I’ve been trying to amp up my reading, both as a way of weaning myself off my video game addiction and as a way of slowly chipping away at my to-read bookcase.  Yes, not a to-read pile, I have a full bookcase full of books I need to read.  That was a wakeup call.  Along the way, I’m seeing good writers make bad mistakes.  I won’t call anyone out by name but I do want talk about what we can do as writers to make it easy for readers to pick up our work and immerse themselves in our world.

To start with, minimize slang and world-specific words.  I committed to reviewing a novel for another writer (it’s coming, it’s coming, I swear) but when I picked up the book from Amazon, I immediately bounced off the text.  The prose was fine, the descriptions were good and even the characters were interesting enough. However it was a fantasy novel set in a secondary world and nearly everything in the book had it’s own slang name or a world-specific name.  I had to decode every other sentence. It was and is painful.  For example (not a quote from the book):

“Chop kept his face sunsetside, letting his wide-brimmed talen shade his features.  Tinder played in the streets, distracting the merchants along the dongalle canal so their trained chermink could steal cool and sweet podoods in their hook-like claws.  Chop’s hand rested on his xiphos hilt, with a little luck no one would tumble and he could keep it resting-like.”

Translated into more normal English, that should read:

“Chop kept his face towards the west, letting his wide-brimmed hat shade his features.  Street kids played in the streets, distracting the merchants along the canals so their tamed and trained chermink* coold steal the cool and sweet melons in their hook-like claws.  Chop’s hand rested on his sword’s hilt. With a little luck, no one would recognize him and he could keep it in its sheath.”

Now the good thing about the first passage is that it shows that the author has really crafted their world, that they know it well enough to actually create its own slang.  But look how many strange words and and strange usages of words we have.  Most readers will bounce right off. A few, a good core, will get into the story and let that level of world detail absorb into themselves. They will love your book.  And good for them, we need more readers like that. But a larger majority of readers will be turned off.  There can be very good writers and very good stories that are nearly impenetrable. Trainspotting, A Clockwork Orange, Finnegan’s Wake all create a huge language barrier that rewards the patient reader willing to work at it.

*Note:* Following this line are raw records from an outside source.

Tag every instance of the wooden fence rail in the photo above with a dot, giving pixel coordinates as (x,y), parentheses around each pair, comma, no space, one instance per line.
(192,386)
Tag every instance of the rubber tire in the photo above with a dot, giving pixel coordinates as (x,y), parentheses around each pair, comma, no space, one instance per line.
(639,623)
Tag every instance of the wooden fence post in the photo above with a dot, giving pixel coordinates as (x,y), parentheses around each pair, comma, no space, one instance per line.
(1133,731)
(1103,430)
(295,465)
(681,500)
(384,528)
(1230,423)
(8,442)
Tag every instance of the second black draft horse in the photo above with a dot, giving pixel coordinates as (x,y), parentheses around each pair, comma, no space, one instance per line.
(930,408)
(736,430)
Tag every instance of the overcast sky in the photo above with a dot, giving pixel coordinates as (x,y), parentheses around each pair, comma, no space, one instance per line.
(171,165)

Most readers don’t want to work. That’s just the way it is, for better or for worse.  When you’re writing, strive for clarity.  You don’t have to write ‘down’ and if you’re a language stylist, go for it. Write what is true to yourself.  But if you have any mental flexibility in your work, make it easy for your reader. Don’t call a melon a ‘podood’, call it a melon.  Now part of the appeal of fantasy is to write about settings and cultures and creatures that don’t exist.  So how do you handle those?

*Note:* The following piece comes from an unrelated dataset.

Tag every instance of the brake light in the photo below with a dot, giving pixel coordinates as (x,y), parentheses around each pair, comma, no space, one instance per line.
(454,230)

Clarity first.  Describe what you’re showing the reader. Don’t just toss out an archaic or created word and hope your readers will understand it**.  Describe it.  There might be good reasons you’re having the main character use a xiphos instead of a more conventional fantasy broadsword.  So show the reader the short two foot length, the narrow waisted, leaf-shaped double edged blade. If it’s a fictional food or race, all the more reason to describe it. You don’t have to go on for pages, a couple of sentences of description will usually suffice. 

But you don’t want to drown the reader in description after description either.  So space out your created words. Use slang sparingly and make it clear in dialog context what the words mean. One sentence from a character that’s full of made up words can be a delightful puzzle for the reader.  A page that’s full of them is a minotaur’s maze that many readers won’t make it through.  A good rule of thumb for me is no more than three or four world-specific words per page. Even that might be a bit much but I think that’s reasonable.  Same with slang and make sure you’re using your words consistently.  Repetition will help recognition in readers, just again, try not to overdo it.

Next time, I’ll look at sequels and how to build on what you’ve written while making it accessible to more casual readers.

*this actually is a world-specific animal, sort of a monkey cat so it really doesn’t have a good translatable name

**I got dinged on this recently so it’s fresh in my mind.